Act as an open platform, enabling what might have been competition and turn it into partnership – that’s the Amazon way. Leverage the penetration and billing relationship with every adult on the planet that carriers and MSO’s have to help the content world do what it does better – not what it already does now. Sounds great, but the problem is this. Those relationships between the carriers and their customers are strained. Amazon won because customers like the way they provide service, they beat the competition fair and square. People go there because they want to. Carriers and cable MSO’s dominate the last mile because there is little if any competition, and their customers are much more cynical about it. People use their service because they have to, and even those companies that do it very well bear the weight of that cynicism.
Having a monopoly (or duopoly) on the last mile can be a curse as well as a blessing, because overcoming that strained relationship is extremely difficult.
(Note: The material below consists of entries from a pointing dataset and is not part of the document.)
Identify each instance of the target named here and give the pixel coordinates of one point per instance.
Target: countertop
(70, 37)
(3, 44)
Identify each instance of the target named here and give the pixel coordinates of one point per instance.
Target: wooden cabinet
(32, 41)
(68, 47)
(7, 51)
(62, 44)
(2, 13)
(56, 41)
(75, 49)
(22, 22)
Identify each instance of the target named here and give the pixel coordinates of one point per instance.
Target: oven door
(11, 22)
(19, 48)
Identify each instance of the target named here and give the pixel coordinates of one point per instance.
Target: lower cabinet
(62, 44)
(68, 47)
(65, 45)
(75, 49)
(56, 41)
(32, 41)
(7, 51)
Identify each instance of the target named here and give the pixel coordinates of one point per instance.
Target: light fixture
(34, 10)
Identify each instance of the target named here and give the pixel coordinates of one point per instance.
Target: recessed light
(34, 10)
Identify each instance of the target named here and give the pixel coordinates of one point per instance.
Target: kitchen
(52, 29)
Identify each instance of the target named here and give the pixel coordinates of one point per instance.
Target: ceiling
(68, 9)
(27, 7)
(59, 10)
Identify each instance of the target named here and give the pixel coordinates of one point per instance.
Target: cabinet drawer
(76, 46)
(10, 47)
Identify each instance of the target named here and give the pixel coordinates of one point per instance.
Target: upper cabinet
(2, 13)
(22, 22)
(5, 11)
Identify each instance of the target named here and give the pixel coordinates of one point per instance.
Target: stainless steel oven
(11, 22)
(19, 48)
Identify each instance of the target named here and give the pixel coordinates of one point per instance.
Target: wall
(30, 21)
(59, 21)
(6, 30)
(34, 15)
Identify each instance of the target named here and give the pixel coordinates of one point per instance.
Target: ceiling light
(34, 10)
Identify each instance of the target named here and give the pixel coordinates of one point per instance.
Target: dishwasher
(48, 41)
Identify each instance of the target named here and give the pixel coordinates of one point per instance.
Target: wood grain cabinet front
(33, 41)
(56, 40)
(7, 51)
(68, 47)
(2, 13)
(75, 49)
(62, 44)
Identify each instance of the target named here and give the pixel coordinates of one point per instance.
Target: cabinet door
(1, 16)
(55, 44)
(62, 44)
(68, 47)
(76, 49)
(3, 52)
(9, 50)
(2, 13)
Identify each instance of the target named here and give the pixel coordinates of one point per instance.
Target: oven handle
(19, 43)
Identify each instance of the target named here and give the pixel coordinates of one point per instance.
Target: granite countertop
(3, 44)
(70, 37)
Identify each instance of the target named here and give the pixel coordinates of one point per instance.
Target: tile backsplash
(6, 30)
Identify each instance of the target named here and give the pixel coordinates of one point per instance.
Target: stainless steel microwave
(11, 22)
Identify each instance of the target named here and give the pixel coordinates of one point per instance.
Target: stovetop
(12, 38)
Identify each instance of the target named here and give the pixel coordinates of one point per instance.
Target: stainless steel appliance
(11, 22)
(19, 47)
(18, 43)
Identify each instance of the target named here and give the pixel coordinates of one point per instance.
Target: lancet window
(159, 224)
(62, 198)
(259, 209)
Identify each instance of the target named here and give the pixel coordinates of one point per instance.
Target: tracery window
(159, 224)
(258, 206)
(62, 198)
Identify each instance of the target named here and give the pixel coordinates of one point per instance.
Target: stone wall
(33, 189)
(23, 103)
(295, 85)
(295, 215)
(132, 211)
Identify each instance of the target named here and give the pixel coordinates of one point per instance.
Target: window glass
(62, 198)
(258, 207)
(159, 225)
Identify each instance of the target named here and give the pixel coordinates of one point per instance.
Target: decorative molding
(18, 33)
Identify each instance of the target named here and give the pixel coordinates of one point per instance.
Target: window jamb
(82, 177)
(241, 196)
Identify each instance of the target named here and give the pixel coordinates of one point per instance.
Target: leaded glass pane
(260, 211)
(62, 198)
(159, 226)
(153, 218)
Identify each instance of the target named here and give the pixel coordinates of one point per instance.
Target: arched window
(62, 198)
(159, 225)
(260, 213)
If consumers buy MLB.TV directly they will see it as their own choice, but if they buy it from Verizon for the same price then it’s because the evil phone company gave them no alternative. If you tarnish the impression of the sales you enable, then your value as a platform is diminished. It is the difference between offering the ‘best’ platform versus the ‘only’ platform that poisons the stew. At least until there are enough real alternatives out there…
In the wireless space it is somewhat different, the competition there is healthier and if you screw up your service people can leave relatively easily – just ask Sprint Nextel (NYSE:S, news, filings). Wireless carriers may still have a chance to find an Amazon-like path.